The Reserve Bank of India has so far bought about 2.5 trillion rupees of net debt in the current financial year. The figure will be as high as 3 trillion rupees by end-March as authorities are keen to shrink the spread between the 10-year bond yield and repo rate to around 150 basis points from more than 200 basis points, the person said, asking not to be identified discussing private deliberations.
They also want the yield curve to flatten to better represent inflation expectations, and will continue with Operation Twists to achieve this, the person said.
The monetary authority had been protecting the 6 per cent yield-level, before a recent sell-off in debt on concern about the government’s near-record borrowing plan. The schism between traders and the Reserve Bank of India widened again on Friday when Governor Shaktikanta Das’s assurances on ample liquidity fell short of market expectations, leading to the partial failure of a federal debt auction.
Das on Friday kept interest rates on hold — as widely expected — while lowering the RBI’s inflation forecast and retaining its accommodative policy stance. He extended by another year a pandemic-era measure that allows banks to hold bonds without marking to market and announced a plan to allow retail investors to directly purchase sovereign debt.
The bond market — rattled by the government’s announcement earlier last week of a higher-than-expected borrowing calendar — wasn’t impressed. Yields began to rise while Das was speaking and at an auction later that day the RBI rejected all bids for 220 billion rupees of notes while underwriters had to buy 88.1 billion rupees of two other papers on sale.
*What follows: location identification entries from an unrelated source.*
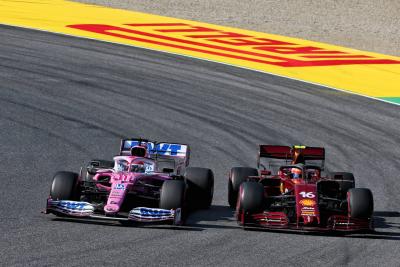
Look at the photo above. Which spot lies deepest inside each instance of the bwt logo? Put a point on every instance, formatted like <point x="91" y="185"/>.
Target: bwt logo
<point x="119" y="187"/>
<point x="160" y="148"/>
<point x="72" y="205"/>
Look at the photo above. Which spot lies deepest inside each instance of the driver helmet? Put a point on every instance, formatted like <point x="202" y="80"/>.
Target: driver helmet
<point x="138" y="167"/>
<point x="296" y="173"/>
<point x="121" y="166"/>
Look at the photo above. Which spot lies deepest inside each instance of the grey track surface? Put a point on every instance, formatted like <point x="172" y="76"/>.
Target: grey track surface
<point x="66" y="100"/>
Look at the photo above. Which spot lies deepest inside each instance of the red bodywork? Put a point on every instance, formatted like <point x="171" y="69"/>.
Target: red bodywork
<point x="298" y="206"/>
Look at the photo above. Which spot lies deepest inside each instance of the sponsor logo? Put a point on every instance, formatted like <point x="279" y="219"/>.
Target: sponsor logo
<point x="307" y="202"/>
<point x="119" y="187"/>
<point x="72" y="205"/>
<point x="307" y="213"/>
<point x="254" y="48"/>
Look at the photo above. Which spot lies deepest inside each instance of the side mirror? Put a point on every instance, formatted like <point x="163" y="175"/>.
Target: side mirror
<point x="265" y="172"/>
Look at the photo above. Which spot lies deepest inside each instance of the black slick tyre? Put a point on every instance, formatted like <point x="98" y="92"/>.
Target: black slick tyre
<point x="237" y="176"/>
<point x="251" y="196"/>
<point x="361" y="203"/>
<point x="200" y="182"/>
<point x="172" y="194"/>
<point x="65" y="186"/>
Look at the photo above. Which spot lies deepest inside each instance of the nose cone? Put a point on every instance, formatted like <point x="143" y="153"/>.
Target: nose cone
<point x="111" y="208"/>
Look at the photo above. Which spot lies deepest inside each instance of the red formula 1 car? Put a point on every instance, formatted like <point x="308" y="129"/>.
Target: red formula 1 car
<point x="298" y="196"/>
Yields on the benchmark 10-year bond surged 17 basis points in all last week, its biggest jump since April. The RBI, as the government’s debt manager, now finds itself with the delicate task of rolling back pandemic-era emergency measures and seeing through the government’s borrowing without roiling the jittery market.
The RBI is confident of pushing through the government’s borrowing plan because its target to shrink the budget deficit from an estimated 9.5 per cent of GDP this financial year to 6.8 per cent in the coming year is contractionary and allows monetary policy to stay easy, the person familiar said. The RBI will inject cash by buying bonds through so-called Open Market Operations, using space offered by the reversal of a cut in the Cash Reserve Ratio, the person said, adding that an explicit calendar would hamper the RBI’s foreign-exchange strategy.
An email to an RBI spokesman wasn’t immediately answered.
Das on Friday had said the CRR decision will open up room for more targeted operations, but stopped short of meeting traders’ demands for a debt-purchase calendar.
India’s central bank buys debt from traders through OMOs, which are special auctions, as well as discreet purchases in the secondary market. It doesn’t buy directly from the government through the primary route.
“We believe the tug of war between the RBI’s motivation to support the bond market (via OMOs) and fundamentals that call for gradual liquidity normalization, is set to intensify,” Nomura analysts including Sonal Varma wrote in a note.